Wednesday, September 28, 2011

LOSING FEAR

I've never worried about getting old. I spent most of my worry energy on being young. Once I survived all that, I was so relieved, I never worried about all those usual other things. Getting old was never on my worry list.

I always liked old people. I liked them like I liked cats and dogs. I felt safe around them and they were emotionally rewarding. And I always knew of course that they were my great teachers. A discontented complaining old person is just as fine a spiritual teacher as a peaceful fulfilled elder. You just learn the lesson of them and you ask yourself, "Would I want that to be me?" and you figure it out from there.

Even so, I'm kind of surprised to find I've completed 24 years of being an elder companion. Just walking along at the pace of someone else, living an 89-year-old life for the day or the 24-hours or a month. Twenty years plus and not a moment of it has been wasted while I've been with the old and sometimes the very old and sometimes walking quietly all the way to death and stopping just short of the gates.

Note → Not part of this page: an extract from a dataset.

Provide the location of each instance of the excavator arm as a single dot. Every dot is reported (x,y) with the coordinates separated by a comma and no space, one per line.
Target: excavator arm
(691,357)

It's all been worth it. It has brought me a lot of peace, even though other people's families are sometimes heart-breaking to watch. Even that can be soothing though. It reminds me that my family were not so different from these people. Troubled, struggling, doing their best and their worst, becoming great souls or shriveling into tiny empty heart. Not so different.
 
When I started to live at Hannah's house, the first person I ever knew with Alzheimer's, I had no idea it was the start of something big, and lengthy,  and  limitless.  I just thought of it as a cheap rent gig. Then I became involved. Then it became more. And longer. And deeper. And the deeper I went. into that other land where dementia people live, the more fearless I became.

You see, when I was young, I was always filled with terror. Well, not when I was very young. But after I was four and everything had changed and everyone I had known was gone, and my name was not my name any more, and my mother was not my mother, that was when the terror began. Not just the daytime among strangers, often angry and needy, but the night-time and the hours of darkness too. Lying awake watching the light beneath the door, watching for the shadow standing outside the door. Terror.
 
But that's all over now, of course. But I will say, next to all that, really dementia is nothing. Even if I myself eventually come to have dementia, it won't hold the terror that my early life did.  
Really, it was all of that which made me a person who didn't fear much any more. Illness, death, spiders falling into the bath with me  -- easy. Well, okay, I am trying to be honest here, so I will admit that when a spider falls right into my bathwater and starts swimming towards me, yes, there is a little flourish of panic there as I scramble out. But in general I am not afraid of spiders now.

I am not afraid of insects, snakes, poverty, death (mine or someone else's), speaking to a crowd of any number at all, being in foreign countries where I don't speak the language. I am uneasy at night unless my dogs are around  -- but that too is nothing to do with today. It was part of the terror when I was young. That was then.